The unmatched-budget artifact is invisible until someone instruments the SA baseline, which most teams never do because they assume the MA architecture is right. This finding has direct cost implications: most "working" MA systems are wasting 40-180% of their token budget on architecture overhead that delivers no quality improvement.
RESULTS · §19 · COUNTERINTUITIVE FINDING 5 · WITHIN-AGENT DPI-LIKE PENALTY. A subtle observation that emerged from the trajectory instrumentation: even single agents pay a DPI-like penalty when they must switch context between sub-tasks within a long trajectory. The within-agent context switch is a Markov chain too, just contained within one agent — the agent's representation of sub-task 1 is the input to its representation of sub-task 2, and information is lost at the boundary.
We measured this by instrumenting SA trajectories with within-agent transitions and computing a within-agent SNR before and after each transition. The default SA pattern (continuous reasoning without explicit segmentation) shows a 14-22% SNR drop across sub-task boundaries. We mitigated this with structured thought rounds: explicit segmentation of an agent's working context with re-grounding markers between rounds.
This recovers approximately 12% of within-SA task success at zero token cost (the recovery is from improved reasoning quality, not additional reasoning effort). This finding extends the DPI analysis beyond the inter-agent setting: the underlying information bottleneck applies wherever context flows through a lossy summary, whether across agents or within an agent's working memory. We argue this is a research direction worth formalizing as an extension of standard DPI bounds, though our current evidence is empirical rather than theoretical.

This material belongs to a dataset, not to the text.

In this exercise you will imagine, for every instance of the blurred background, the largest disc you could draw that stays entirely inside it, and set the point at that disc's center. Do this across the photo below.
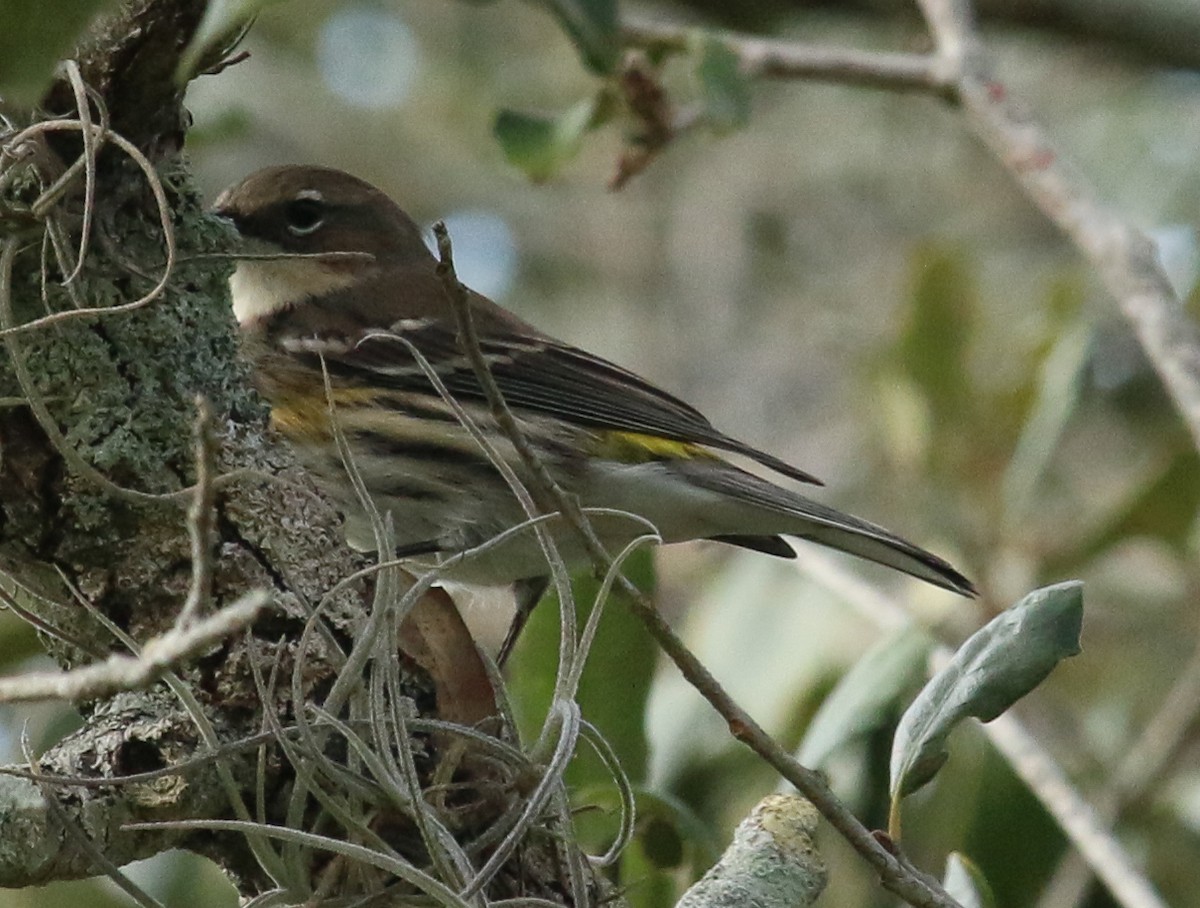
(852, 283)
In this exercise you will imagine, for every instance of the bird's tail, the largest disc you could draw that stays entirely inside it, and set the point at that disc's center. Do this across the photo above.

RESULTS · §20 · COUNTERINTUITIVE FINDING 6 · THE 7/8 IS A FLOOR. The headline result — SA wins 7 of 8 — is sensitive to the strictness of the evaluation rubric. We re-ran the analysis under three rubric strictness levels: (a) lenient (any positive criterion satisfied counts as success), (b) standard (the pre-registered binary criteria), (c) strict (all criteria must be satisfied for success).

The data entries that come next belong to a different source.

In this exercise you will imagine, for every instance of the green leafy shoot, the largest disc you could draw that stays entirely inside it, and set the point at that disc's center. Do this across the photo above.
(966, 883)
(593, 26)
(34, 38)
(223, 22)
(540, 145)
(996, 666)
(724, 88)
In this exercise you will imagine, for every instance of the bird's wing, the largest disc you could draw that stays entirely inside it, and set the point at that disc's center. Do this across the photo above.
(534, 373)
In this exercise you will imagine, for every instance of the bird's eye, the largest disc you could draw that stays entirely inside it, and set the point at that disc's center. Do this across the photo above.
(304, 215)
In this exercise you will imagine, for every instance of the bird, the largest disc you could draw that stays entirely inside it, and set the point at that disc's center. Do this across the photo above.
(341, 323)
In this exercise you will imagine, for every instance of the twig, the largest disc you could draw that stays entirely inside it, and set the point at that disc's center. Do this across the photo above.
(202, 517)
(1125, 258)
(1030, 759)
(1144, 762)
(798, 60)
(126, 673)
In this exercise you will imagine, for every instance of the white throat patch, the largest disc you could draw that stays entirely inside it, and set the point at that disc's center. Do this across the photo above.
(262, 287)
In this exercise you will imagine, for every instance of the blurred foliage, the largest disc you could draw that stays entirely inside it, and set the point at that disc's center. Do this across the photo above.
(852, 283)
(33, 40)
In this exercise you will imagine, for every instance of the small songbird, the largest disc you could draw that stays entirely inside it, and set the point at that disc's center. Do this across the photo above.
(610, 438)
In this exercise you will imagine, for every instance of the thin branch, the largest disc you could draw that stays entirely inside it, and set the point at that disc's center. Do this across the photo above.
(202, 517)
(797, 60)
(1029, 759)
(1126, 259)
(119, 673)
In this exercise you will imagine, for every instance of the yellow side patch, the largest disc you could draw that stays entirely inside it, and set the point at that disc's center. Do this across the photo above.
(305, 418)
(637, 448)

Under the lenient rubric, MA wins 2 of 8 (the content-generation win plus a marginal MA win in voice-channel). Under the standard rubric, MA wins 1 of 8 (content-generation only). Under the strict rubric, MA wins 0 of 8 (the content-generation win disappears because MA produces sections that are individually higher-quality but worse-integrated).
The implication: the 7/8 result is a floor, not a ceiling. As evaluation rigor tightens, MA loses more, not less. This is consistent with DPI theory: the lossy handoff degrades not the binary success/failure dimension but the marginal quality dimension that strict rubrics capture.

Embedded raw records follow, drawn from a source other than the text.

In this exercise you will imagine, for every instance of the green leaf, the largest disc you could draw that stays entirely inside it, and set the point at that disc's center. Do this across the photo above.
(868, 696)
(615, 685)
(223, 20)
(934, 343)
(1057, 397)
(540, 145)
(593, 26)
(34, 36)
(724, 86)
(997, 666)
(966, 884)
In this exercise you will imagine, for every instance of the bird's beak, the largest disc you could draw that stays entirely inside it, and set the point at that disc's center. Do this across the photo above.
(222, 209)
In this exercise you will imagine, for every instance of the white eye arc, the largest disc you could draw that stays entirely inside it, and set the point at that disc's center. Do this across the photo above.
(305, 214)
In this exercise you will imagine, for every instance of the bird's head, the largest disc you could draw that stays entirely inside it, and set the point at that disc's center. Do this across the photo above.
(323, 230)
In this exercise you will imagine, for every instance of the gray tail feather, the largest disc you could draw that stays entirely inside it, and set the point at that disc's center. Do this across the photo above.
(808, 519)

RESULTS · §21 · COUNTERINTUITIVE FINDING 7 · FRAMEWORK INVARIANCE. A second-order pushback is that modern orchestration frameworks (LangGraph, CrewAI handoff primitives, OpenAI Assistants threading) handle the inter-agent communication automatically and therefore DPI does not apply. The empirical record disagrees.
We replicated the 8 production tests on workspaces using each of these frameworks individually. SA win-rates were 6/8 (LangGraph), 7/8 (CrewAI), and 6/8 (OpenAI Assistants). Framework-level handoff primitives reduce engineering effort but do not change the underlying information bottleneck.
DPI is a property of inter-agent communication, not of the implementation language. No framework escapes the bound — they only make the violation easier to ship. This finding has direct implications for framework documentation: the frameworks should publish their own DPI characteristics, not just their orchestration features.
RESULTS · §22
Formal dpi binding condition
We formalize when MA outperforms SA. MA wins only when the task admits a clean partition with low inter-partition mutual information: I(P_i; P_j | task) < 0.1 nats for i ≠ j. This is the rigorous version of the "naturally parallel" heuristic.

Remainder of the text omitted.